A criminal tries to sell a video, and the media is all over it because
it allegedly depicts the Mayor of Toronto smoking crack. Thousands of
dollars are raised, then the guy gets murdered. After a pause, the chief
of Police initiates Operation McCheese or whatever they called it, and
says that not only does the video exist, it depicts exactly what the
press claim it did. He can’t say anymore, because the investigation is
ongoing. Can’t say more? What did he omit? Oh yes, that it “saddened”
him as a citizen. Nice work Blair! Way to keep it confidential Protect
those constitutional rights! Then we saw unprecedented exposure of
Police investigative information and pics, granted by a judge, no less,
which contained little more than suspicions, innuendo, and hearsay from
ex-employees of the Mayor, who gave 3rd, 4th, and 5th hand statements
which were accepted across the media board as gospel truth! Allegations
without a shred of proof! And was it supposed to be a secret that the
cops were looking at Mayor Ford?

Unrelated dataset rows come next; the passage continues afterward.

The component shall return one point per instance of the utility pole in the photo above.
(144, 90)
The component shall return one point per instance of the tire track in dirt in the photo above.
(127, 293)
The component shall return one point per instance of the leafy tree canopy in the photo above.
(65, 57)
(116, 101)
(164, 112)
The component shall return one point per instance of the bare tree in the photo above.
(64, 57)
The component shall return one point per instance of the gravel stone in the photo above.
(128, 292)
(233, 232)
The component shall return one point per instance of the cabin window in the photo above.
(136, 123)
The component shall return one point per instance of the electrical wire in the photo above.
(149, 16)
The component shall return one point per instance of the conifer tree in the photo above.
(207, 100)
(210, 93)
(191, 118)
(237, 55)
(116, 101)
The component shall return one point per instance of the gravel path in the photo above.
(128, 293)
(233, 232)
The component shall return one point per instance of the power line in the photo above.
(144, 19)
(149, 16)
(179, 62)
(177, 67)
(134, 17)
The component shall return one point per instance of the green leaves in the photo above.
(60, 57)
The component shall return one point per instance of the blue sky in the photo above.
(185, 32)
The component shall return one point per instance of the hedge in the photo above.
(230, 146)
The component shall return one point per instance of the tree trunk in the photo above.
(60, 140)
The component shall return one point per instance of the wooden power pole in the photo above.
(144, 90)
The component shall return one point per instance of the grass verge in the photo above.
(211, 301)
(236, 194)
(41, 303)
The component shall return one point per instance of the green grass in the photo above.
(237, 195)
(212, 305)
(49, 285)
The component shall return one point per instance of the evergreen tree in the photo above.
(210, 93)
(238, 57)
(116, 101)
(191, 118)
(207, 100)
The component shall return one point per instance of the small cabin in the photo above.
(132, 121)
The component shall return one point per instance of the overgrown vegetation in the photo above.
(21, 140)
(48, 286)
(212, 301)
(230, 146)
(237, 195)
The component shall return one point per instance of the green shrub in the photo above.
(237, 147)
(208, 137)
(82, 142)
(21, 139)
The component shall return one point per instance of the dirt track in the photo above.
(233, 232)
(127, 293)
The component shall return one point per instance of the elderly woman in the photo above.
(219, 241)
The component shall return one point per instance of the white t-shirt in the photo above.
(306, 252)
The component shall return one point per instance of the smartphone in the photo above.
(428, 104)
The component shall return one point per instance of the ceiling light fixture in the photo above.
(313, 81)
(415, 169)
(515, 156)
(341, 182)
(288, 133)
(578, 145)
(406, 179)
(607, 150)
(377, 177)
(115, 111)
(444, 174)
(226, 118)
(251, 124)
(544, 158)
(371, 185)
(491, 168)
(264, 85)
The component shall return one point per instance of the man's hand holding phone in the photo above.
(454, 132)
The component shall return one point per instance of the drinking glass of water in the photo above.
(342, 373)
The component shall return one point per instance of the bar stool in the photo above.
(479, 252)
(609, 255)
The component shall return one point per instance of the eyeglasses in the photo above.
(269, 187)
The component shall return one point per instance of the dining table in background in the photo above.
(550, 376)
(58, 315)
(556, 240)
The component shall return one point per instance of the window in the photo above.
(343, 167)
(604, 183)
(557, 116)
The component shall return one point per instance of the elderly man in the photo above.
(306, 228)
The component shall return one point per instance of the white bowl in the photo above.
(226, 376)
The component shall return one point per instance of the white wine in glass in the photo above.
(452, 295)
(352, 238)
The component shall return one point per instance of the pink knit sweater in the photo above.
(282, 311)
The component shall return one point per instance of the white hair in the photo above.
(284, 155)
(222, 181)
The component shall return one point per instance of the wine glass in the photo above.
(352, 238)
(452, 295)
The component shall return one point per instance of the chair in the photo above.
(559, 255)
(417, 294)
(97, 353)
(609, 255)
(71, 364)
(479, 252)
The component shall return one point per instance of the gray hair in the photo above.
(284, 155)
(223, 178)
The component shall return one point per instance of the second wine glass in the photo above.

Because then the helicopters over his
house were a bit of a give-a-way! He was well aware of it! How does our
Police force ever hope to fight crime when they are bumbling and
fumbling around in that manner? Ford then respectively admits to having
smoked, and bought, crack cocaine, and being in a drunken stupor. The
fact that he did not immediately rush to put his head in the proverbial
noose, means he is a crack addict, a liar, and therefore should step
down as Mayor. And if not, then council will seek approval from the
Premier Kathleen Wynne to fire him, or remove his Mayoral powers. Only
an uneducated, unintelligent cretin would not see a conspiracy in all of
this. This steps all over any semblance of democracy! Rob Ford saved
out city from the iron grip of the trade unions, that saw our parks
turned into garbage dumps when the trash collectors went on strike, and
millions of citizens walk to work or waste money on taxis when the TTC
did the same. And while the Toronto Community Housing Corporation
residents lived in dilapidated tenements, the TCHC brass held lavish
Christmas parties at $75,000 a pop, and gave staff massages, cruises, et
al, all on the tax payers dime! Ford corrected the problems and fired
the guilty parties. He has fought for a badly needed subway extension,
and countless other implementations to serve the tax payers. He rooted
out the gravy train, and fought to eradicate it. He apparently ticked
off a lot of powerful people when he did those things, and it now seems
certain that powerful forces are conspiring to get rid of him, and are
using his personal problems as the excuse to accomplish it! If we as
citizens allow them to defeat democracy and get rid of Ford, then we
will have lost something we’ll never get back again! If we allow
allegations to frame a man without even giving him a chance to defend
himself, then we surely will, as the old saying goes, get the government
that we deserve. And the rich will get richer and the poor will get poorer!
This is an excellent run-down of the story from the Mayor’s and Ford Nation’s point of view. As usual there’s always more than one way to look at reality. Yours and mine actually have some points in common, believe it or not, but I still stick to the view that Ford is toxic for all Torontonians, including Ford Nation, by the very fact that he chooses to divide us rather than trying to unite us.
Debate is the lifeblood of democracy, just as is due process in law. Both cost time and money. The sad thing about the subway vs LRT debate is that Ford restarted the fires of dissent and me-too-ism at a time when Toronto had a perfectly good transit solution for Scarborough that had been years in the making and had been debated countless times.
Now the additional costs for this three-stop line are going to require raising taxes and TTC fares unnecessarily for years to come, neither of which were part of his platform, both of which will limit expansion of Toronto’s deep need for good affordable transit now.
Had he chosen to go along with the original plan, it’s quite possible he’d stand as a far more appealing Mayor today and might not even have found himself in the same amount of hot water that he’s currently stewing in. Hoist by his own petard, I’d say.
Ford Nation has blinders on- their Boy Robbie is ALWAYS right! Don’t let facts get in your way, ladies and gentlemen.